Bear’s Lodge (Devil’s Tower), Wyoming

(excerpt from article by Glenn Phillips in Site Saver Fall 1998)

Bear’s Lodge, located in northwestern Wyoming, is a towering 1,280 foot monolith long considered sacred by over twenty tribes in the Plains Nation. Religious and cultural ceremonies have been performed at this site for centuries and include the Sun Dance, sweat lodge rites, vision quests, and prayer offerings. The height of ceremonial activity takes place during the month of June each year.

Tribal leaders consequently met with Park Service officials with their concerns and a compromise solution resulted. The National Park Service asked for a voluntary ban on rock climbing during the month of June so that Native practitioners could perform their sacred ceremonies without disruption.

The Access Fund, a national climbing organization, has officially endorsed the program and according to the Park Service, in 1996 and 1997, rock climbing has decreased eighty percent during the month of June.
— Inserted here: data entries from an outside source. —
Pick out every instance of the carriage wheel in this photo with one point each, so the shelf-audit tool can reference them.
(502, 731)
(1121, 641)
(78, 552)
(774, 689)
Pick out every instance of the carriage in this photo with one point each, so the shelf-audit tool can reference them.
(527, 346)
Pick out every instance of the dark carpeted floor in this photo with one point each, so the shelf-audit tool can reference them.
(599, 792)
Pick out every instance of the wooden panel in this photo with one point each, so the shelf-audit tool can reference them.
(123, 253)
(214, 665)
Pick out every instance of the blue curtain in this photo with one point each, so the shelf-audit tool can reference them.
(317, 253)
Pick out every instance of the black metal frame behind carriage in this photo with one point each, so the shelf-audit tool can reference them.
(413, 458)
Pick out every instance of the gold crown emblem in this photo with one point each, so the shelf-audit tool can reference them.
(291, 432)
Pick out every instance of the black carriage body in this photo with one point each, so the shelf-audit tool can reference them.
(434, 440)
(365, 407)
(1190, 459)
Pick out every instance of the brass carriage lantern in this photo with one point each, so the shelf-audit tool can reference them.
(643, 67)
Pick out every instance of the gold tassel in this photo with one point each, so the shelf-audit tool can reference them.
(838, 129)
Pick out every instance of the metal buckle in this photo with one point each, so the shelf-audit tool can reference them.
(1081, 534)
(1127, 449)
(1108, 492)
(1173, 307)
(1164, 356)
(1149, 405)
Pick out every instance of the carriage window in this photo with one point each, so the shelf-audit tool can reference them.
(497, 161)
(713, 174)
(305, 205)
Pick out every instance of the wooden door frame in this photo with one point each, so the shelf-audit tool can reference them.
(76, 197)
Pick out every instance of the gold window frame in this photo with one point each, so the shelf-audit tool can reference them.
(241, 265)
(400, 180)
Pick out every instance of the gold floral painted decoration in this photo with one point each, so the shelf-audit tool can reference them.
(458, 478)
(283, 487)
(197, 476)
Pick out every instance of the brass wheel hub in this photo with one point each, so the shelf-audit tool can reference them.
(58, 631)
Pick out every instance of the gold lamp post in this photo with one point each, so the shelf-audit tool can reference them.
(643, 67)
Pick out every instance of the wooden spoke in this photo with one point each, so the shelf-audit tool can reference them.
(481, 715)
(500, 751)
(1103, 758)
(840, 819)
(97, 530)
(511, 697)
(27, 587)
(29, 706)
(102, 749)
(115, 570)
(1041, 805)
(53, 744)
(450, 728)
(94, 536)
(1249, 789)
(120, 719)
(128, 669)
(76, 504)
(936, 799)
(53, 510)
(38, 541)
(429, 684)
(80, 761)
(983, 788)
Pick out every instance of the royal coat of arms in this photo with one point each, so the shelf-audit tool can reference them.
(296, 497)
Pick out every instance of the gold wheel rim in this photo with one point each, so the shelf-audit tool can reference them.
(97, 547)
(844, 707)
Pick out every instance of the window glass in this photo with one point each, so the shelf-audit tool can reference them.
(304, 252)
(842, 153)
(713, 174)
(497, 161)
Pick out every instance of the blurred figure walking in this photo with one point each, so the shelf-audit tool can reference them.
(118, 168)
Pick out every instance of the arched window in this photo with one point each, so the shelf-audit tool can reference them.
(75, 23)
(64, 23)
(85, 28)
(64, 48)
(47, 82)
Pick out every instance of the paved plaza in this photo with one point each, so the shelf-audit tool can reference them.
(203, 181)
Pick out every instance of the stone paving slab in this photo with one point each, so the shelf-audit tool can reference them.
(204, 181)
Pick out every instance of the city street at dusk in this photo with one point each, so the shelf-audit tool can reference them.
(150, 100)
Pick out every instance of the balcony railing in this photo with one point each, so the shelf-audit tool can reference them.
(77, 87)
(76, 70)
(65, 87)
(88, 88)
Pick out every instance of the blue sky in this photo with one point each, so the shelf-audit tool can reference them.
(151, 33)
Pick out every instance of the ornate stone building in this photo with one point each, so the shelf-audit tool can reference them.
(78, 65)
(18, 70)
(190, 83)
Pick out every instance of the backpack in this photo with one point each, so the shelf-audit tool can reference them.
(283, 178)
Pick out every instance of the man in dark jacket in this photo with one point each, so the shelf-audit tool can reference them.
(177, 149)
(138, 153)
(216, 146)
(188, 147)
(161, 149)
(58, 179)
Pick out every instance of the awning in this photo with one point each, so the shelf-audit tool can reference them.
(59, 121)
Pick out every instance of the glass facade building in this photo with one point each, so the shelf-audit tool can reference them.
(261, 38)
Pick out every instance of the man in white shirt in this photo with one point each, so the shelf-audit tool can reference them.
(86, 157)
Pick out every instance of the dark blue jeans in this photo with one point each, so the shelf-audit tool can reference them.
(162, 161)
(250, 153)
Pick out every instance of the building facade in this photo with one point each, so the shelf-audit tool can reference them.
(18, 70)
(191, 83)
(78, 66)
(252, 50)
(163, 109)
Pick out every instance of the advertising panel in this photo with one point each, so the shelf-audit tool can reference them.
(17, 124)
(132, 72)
A climbing outfitter, with the backing of James Watt’s Mountain States Legal Foundation, challenged the voluntary ban as unconstitutional. The group contended that the ban violates separation of church and state, thus constituting a violation of the First Amendment Establishment Clause.

On April 3, in a rare victory for sacred sites, Federal Judge William F. Downes of the U.S. District Court in Wyoming, upheld the voluntary ban on rock climbing, thereby dismissing the suit. Judge Downes ruled that “the government may (and sometimes must) accommodate religious practices and, it may do so without violating the Establishment Clause” of the First Amendment. The ruling is currently on appeal by the Mountain States Legal Foundation.